On some Linux systems, you might additionally need the Linux kernel
headers installed using the *linux-headers* package or similar.
Begin by cloning or downloading. Then configure with `./configure`,
compile with `make` (BSD make, so it may be `bmake` on your system),
then `make install` (or use `sudo` or `doas`, if applicable). To
install in an alternative directory to `/usr/local`, set the `PREFIX`
variable when you run `configure`.
```sh
./configure PREFIX=~/.local
make
make install
```
A common idiom for deploying on Linux is to use
[libbsd](https://libbsd.freedesktop.org/wiki/) as noted in the
[oconfigure](https://github.com/kristapsdz/oconfigure) documentation:
```
CFLAGS=$(pkg-config --cflags libbsd-overlay) \
./configure LDFLAGS=$(pkg-config --libs libbsd-overlay)
make
make install
```
# Testing
It's useful to run the installed regression tests on the bleeding edge
sources. (Again, this uses BSD make, so it may be `bmake` on your
system.) You'll need [libcurl](https://curl.se/libcurl/) installed
(*curl-dev*, *libcurl-dev*, or *libcurl4-openssl-dev* with some package
managers).
```sh
make regress
```
The system contains a full regression suite and is also built to work
with [AFL](http://lcamtuf.coredump.cx/afl/). To run some of the bundled
tests, use the binaries compiled into the `afl` directory. (Again, this
uses BSD make, so it may be `bmake` on your system.)
```sh
make afl
cd afl
afl-fuzz -i in/urlencoded -o out -- ./afl-urlencoded
```
The public GitHub repository repository for **kcgi** uses automated
testing on each check-in to run the regression tests. These automated
tests are primarily aimed at Linux, whose security mechanism requires
constant maintenance. The following systems are checked:
- Alpine/musl Linux (latest, aarch64, sandboxed)
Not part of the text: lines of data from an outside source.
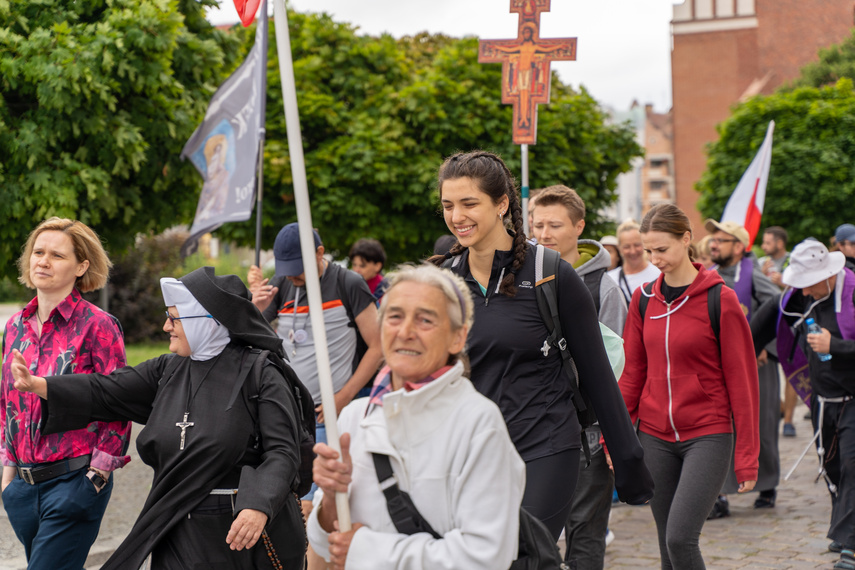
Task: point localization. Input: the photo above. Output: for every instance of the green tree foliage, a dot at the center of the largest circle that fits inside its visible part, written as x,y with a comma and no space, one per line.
97,98
812,177
835,62
378,115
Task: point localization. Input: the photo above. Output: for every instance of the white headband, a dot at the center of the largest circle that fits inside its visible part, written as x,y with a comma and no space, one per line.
206,337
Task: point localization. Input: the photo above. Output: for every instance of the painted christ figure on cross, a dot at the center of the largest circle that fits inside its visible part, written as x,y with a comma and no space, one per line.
525,66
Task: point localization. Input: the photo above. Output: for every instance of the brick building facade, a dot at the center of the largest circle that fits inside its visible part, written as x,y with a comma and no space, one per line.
726,50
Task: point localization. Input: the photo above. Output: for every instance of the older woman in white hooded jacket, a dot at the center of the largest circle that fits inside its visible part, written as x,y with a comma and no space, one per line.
448,445
224,445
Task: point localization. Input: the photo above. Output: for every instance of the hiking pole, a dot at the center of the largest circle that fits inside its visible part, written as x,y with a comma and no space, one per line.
802,456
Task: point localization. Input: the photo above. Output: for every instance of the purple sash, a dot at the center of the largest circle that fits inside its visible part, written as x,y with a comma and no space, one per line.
745,285
796,368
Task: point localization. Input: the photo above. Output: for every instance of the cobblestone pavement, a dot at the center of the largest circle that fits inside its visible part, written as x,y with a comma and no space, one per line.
789,536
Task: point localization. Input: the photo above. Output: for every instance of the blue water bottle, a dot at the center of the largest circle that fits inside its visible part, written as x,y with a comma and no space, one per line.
814,328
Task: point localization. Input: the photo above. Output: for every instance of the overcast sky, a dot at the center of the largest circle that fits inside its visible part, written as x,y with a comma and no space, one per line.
623,51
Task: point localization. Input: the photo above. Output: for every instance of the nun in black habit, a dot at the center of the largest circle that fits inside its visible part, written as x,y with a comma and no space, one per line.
224,447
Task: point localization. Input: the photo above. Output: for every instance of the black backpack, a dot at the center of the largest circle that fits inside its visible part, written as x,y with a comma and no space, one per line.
713,306
305,406
592,282
546,287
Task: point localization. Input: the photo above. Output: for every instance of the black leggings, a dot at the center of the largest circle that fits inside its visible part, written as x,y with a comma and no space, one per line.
549,485
688,476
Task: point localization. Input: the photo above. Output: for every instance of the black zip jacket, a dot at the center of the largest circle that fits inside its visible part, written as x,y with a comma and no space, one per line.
511,367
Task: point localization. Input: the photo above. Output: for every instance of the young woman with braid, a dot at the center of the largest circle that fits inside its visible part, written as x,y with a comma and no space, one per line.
511,364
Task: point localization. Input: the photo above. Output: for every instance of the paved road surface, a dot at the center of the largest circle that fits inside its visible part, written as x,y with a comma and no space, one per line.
790,536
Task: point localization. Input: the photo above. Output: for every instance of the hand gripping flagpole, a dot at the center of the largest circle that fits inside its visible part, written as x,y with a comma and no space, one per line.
307,242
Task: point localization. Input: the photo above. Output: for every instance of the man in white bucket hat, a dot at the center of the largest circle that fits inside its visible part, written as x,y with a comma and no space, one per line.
819,287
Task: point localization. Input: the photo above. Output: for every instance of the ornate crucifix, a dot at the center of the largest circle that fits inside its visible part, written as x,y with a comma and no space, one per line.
184,424
525,66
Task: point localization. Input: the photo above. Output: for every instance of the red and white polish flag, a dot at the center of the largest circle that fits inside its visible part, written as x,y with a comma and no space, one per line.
745,206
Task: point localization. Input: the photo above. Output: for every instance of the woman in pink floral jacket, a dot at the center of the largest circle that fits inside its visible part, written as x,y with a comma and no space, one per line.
56,487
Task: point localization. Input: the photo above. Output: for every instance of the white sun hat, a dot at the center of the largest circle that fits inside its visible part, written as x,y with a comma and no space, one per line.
811,263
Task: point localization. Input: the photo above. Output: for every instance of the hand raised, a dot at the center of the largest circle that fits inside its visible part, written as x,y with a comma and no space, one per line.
330,474
21,372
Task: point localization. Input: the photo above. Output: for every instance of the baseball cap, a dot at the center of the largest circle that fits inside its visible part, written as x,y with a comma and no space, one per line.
844,232
286,250
731,228
811,263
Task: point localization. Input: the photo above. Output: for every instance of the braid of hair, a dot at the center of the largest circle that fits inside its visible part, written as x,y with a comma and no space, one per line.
508,286
481,166
438,260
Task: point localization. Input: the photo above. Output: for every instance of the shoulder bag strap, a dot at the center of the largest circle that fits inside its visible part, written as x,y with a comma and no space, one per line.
405,516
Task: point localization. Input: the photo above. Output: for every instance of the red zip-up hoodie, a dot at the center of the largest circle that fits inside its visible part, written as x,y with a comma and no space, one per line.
678,384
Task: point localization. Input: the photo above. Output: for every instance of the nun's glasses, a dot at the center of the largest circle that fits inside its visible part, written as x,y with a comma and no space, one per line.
173,319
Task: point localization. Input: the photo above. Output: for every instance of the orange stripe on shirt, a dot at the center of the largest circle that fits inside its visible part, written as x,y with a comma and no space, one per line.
289,307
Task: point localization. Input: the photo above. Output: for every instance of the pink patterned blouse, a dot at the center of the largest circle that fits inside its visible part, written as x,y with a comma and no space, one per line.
77,337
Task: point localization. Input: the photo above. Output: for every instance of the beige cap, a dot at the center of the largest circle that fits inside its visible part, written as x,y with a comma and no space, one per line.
811,263
731,228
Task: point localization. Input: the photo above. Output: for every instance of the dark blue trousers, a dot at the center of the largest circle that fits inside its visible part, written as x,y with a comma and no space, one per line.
57,520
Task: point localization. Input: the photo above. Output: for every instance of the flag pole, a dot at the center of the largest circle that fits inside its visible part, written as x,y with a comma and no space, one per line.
524,189
307,241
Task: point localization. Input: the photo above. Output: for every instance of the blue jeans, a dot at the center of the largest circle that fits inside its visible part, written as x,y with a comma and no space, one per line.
57,520
320,437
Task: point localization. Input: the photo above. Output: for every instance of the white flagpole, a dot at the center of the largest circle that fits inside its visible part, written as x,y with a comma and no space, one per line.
307,242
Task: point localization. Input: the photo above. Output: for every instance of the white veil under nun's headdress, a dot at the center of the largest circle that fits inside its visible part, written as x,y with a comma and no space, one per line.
207,337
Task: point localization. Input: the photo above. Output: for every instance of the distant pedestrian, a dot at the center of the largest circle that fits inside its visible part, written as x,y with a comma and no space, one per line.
56,485
558,222
367,257
704,256
737,265
820,287
844,237
685,396
635,270
775,247
222,433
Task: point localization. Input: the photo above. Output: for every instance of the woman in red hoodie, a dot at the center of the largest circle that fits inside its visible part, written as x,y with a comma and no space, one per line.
686,397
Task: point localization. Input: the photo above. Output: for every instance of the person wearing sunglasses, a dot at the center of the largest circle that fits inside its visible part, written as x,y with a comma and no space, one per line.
730,250
223,439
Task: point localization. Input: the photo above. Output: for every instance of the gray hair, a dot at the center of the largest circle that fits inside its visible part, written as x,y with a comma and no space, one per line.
459,305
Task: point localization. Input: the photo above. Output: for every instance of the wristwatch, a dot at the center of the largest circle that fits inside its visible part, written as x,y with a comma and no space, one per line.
96,479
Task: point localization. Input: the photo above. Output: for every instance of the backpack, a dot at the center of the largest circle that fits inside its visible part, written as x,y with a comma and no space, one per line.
341,288
592,282
302,484
537,549
713,307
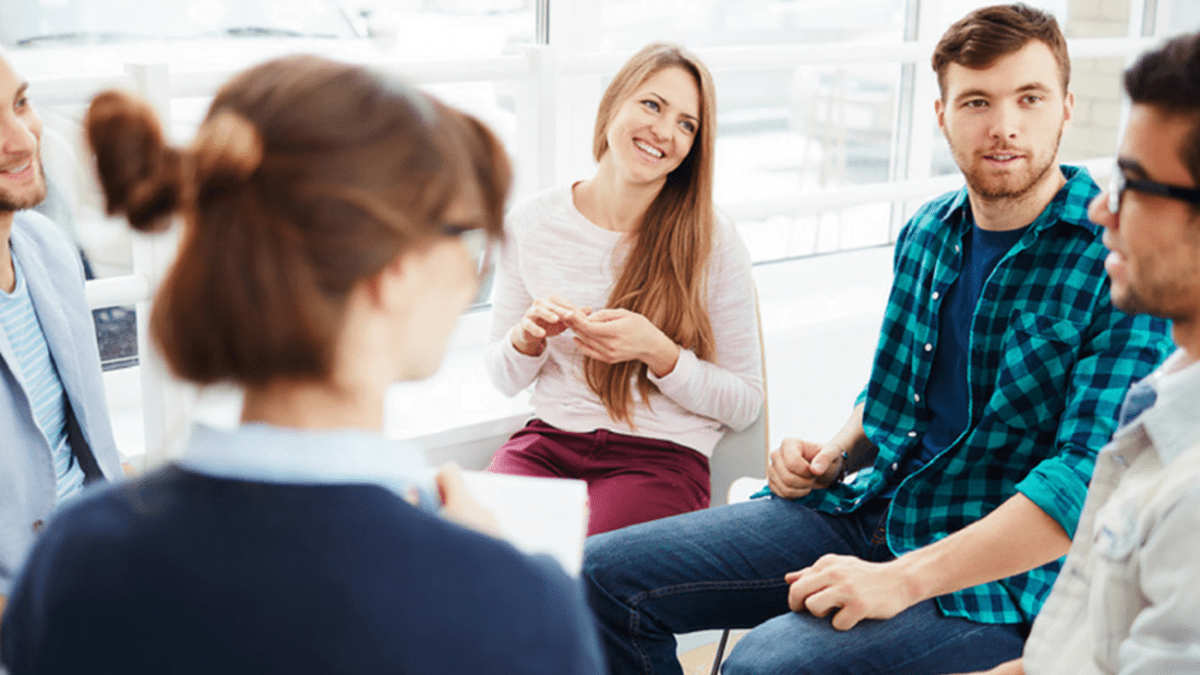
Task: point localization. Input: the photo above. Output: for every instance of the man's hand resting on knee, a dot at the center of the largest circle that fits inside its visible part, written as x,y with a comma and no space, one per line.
798,467
856,589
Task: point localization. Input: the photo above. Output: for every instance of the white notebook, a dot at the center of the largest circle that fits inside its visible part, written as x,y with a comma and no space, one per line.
537,515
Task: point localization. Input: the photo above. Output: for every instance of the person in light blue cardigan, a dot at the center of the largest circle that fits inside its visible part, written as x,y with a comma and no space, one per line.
54,426
331,216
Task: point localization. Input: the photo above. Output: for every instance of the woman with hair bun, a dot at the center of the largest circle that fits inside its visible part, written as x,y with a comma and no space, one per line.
636,395
328,215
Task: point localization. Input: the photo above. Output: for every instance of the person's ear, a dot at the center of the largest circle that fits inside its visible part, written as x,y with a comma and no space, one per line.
388,287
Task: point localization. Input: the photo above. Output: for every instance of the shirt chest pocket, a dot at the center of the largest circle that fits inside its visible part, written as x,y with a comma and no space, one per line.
1037,358
1115,596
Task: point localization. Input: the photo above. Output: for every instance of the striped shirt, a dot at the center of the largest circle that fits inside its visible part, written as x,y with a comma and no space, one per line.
41,378
1049,363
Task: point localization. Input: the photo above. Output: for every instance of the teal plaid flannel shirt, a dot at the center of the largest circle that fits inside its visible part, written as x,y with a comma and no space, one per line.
1050,362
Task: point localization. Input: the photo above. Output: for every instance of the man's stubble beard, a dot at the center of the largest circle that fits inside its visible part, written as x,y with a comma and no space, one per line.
979,186
10,203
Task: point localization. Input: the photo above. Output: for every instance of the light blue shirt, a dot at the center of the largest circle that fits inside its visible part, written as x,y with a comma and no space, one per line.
275,454
18,317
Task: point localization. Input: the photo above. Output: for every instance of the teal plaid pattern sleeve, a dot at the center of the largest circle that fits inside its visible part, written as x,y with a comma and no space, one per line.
1049,364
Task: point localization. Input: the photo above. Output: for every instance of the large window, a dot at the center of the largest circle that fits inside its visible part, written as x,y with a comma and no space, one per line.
827,138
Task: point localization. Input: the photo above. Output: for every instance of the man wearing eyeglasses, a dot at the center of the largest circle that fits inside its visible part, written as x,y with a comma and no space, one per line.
1128,597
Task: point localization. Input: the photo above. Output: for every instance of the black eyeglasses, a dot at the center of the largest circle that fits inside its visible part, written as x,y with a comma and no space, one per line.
479,245
1120,183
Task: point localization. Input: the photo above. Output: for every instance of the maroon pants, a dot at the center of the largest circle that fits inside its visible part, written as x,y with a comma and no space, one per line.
630,479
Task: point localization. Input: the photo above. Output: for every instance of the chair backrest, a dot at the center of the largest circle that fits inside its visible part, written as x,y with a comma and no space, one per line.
743,453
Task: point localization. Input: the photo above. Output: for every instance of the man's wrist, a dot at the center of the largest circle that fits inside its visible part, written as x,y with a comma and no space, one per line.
909,569
534,351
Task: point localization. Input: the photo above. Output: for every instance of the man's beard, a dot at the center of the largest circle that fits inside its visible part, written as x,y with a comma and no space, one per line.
982,187
34,196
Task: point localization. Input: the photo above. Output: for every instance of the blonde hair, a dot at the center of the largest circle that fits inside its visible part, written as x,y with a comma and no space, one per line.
664,275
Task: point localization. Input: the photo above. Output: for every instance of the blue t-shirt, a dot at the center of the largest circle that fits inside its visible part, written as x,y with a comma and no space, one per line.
947,389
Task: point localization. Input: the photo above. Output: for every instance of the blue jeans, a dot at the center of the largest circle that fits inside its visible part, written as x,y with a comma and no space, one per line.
724,568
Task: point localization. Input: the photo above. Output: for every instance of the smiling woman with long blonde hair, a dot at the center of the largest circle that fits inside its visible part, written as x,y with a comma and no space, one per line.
631,306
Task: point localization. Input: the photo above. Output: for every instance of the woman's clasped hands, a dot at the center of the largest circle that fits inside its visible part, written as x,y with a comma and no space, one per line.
605,335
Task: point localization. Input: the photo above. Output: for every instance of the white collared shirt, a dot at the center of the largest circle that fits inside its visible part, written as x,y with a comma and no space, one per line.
1128,597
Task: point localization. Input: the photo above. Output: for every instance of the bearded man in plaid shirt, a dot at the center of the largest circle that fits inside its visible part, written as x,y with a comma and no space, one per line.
999,375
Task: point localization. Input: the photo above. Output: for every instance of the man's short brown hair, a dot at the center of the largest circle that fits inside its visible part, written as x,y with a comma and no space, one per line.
1169,79
987,34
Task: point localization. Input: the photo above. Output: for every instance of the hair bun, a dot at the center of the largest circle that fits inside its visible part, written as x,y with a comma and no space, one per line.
142,177
227,149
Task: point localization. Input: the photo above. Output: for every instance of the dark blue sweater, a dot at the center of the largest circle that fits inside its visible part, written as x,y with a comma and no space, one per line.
184,573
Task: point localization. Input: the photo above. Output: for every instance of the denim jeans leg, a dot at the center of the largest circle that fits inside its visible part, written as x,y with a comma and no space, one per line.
917,641
715,568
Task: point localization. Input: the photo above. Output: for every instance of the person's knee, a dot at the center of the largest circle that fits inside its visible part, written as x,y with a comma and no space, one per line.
792,644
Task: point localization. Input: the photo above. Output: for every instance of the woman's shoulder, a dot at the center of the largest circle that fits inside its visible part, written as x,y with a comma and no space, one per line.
729,249
552,203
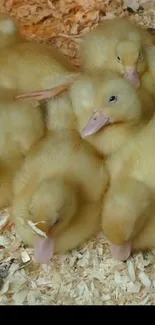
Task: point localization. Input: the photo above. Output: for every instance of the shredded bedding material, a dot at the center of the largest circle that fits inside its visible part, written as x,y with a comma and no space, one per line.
87,275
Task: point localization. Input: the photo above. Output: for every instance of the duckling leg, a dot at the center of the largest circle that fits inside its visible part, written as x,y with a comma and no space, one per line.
84,225
126,208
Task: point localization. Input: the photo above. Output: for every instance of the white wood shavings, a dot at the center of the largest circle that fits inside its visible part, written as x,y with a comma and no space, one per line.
3,219
19,297
131,270
25,257
83,276
134,287
145,279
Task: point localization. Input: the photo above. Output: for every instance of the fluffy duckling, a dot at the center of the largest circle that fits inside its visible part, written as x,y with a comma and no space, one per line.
21,126
119,46
54,187
109,110
122,115
29,65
- Alpine/musl Linux (latest, armv7, sandboxed)
- Alpine/musl Linux (latest, ppc64le, sandboxed)
- Alpine/musl Linux (latest, s390x, sandboxed)
- Alpine/musl Linux (latest, x86\_64, sandboxed)
- FreeBSD (latest, x86\_64, sandboxed)
- Mac OS X (latest, x86, sandboxed)
- Ubuntu/glibc Linux (latest, x86\_64, un-sandboxed)
- Ubuntu/glibc Linux (latest, x86\_64, sandboxed)
- Ubuntu/glibc Linux (latest, x86\_64, sandboxed, libbsd)
Development is primarily on OpenBSD.
These are also run weekly to catch any changes as new operating system
features come into play.
# License
All sources use the ISC (like OpenBSD) license.
See the [LICENSE.md](LICENSE.md) file for details.